First detailed far-infrared imaging and dust analysis of G292.0+1.8, providing new dust mass estimates and insights into dust heating and distribution in this supernova remnant.

Findings

Detected SNR shell in 100 micron band, not in longer wavelengths.

Estimated total dust mass of 0.023 solar masses in the SNR.

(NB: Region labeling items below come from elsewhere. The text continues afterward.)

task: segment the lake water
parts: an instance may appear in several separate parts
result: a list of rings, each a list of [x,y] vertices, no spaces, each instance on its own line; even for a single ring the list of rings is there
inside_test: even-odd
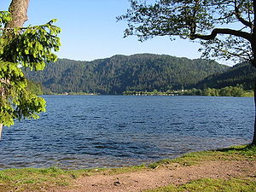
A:
[[[253,99],[44,96],[38,120],[5,127],[0,168],[116,167],[248,143]]]

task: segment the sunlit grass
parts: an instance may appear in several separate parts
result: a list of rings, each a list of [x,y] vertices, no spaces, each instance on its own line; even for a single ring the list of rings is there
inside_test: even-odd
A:
[[[250,179],[213,179],[194,180],[179,186],[168,185],[143,192],[255,192],[256,181]]]

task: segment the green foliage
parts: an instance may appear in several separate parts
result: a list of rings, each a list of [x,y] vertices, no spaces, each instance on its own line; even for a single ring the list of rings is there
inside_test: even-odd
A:
[[[27,80],[26,90],[35,94],[36,96],[44,95],[43,87],[40,83]]]
[[[244,90],[253,90],[255,78],[255,67],[249,63],[240,63],[221,73],[210,75],[192,86],[197,89],[207,87],[221,89],[226,86],[234,87],[237,84],[241,84]],[[192,88],[192,86],[189,88]]]
[[[11,18],[0,12],[1,26]],[[55,61],[60,28],[51,20],[45,25],[22,28],[1,28],[0,33],[0,124],[14,125],[14,119],[38,119],[45,111],[45,101],[29,91],[20,66],[42,70],[45,61]]]
[[[26,72],[26,76],[55,93],[122,94],[182,89],[227,68],[212,61],[141,54],[93,61],[61,59],[49,63],[44,71]]]
[[[201,90],[188,90],[182,95],[185,96],[242,96],[246,91],[241,86],[227,86],[221,89],[207,88]]]
[[[127,22],[125,37],[136,35],[140,41],[157,36],[198,40],[205,58],[253,61],[253,1],[130,2],[131,8],[117,18]]]

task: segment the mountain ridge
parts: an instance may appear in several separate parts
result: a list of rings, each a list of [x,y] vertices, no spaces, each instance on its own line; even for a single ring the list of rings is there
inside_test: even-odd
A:
[[[183,89],[229,67],[168,55],[116,55],[92,61],[59,59],[44,71],[25,72],[53,92],[122,94],[125,90]]]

Placed an upper limit of ~0.04 solar masses for ejecta dust in the Spur.

Abstract

We present far-infrared images of the Galactic oxygen-rich supernova remnant (SNR) G292.0+1.8, acquired with the PACS and SPIRE instruments of the Herschel Space Observatory. We find that the SNR shell is detected in the PACS blue (100 micron) band, but not in the red (160 micron) band, broadly consistent with results from AKARI observations. There is no discernible emission from G292.0+1.8 in SPIRE imagery at 250, 350 and 500 micron. Comparing the 100 micron emission to that observed with Spitzer, at 24 and 70 micron, we find a very similar appearance for G292.0+1.8 at all three wavelengths. The IR emission is dominated by dust from non-radiative circumstellar shocks. In addition, the radiatively shocked O-rich clump known as the 'Spur' on the eastern side of G292.0+1.8, is clearly detected in the PACS blueimages, with marginal detection in the red. Fitting the existing 14-40 micron IRS spectra of the Spur together with photometric measurements from 70 micron MIPS and 100 micron PACS photometry, we place an upper limit of <~ 0.04 solar masses, of ejecta dust mass in the Spur, under the most conservative assumption that the ejecta dust has a temperature of 15 K. Modeling the dust continuum in the IRS spectra at four positions around the rim, we estimate postshock densities ranging from n_p = 3.5 cm^-3 to 11 cm^-3. The integrated spectrum of the entire SNR, dominated by swept up circumstellar dust, can be fit with a two-component dust model with a silicate component at 62 K and graphite component at 40 K for a total dust mass of 0.023 solar masses.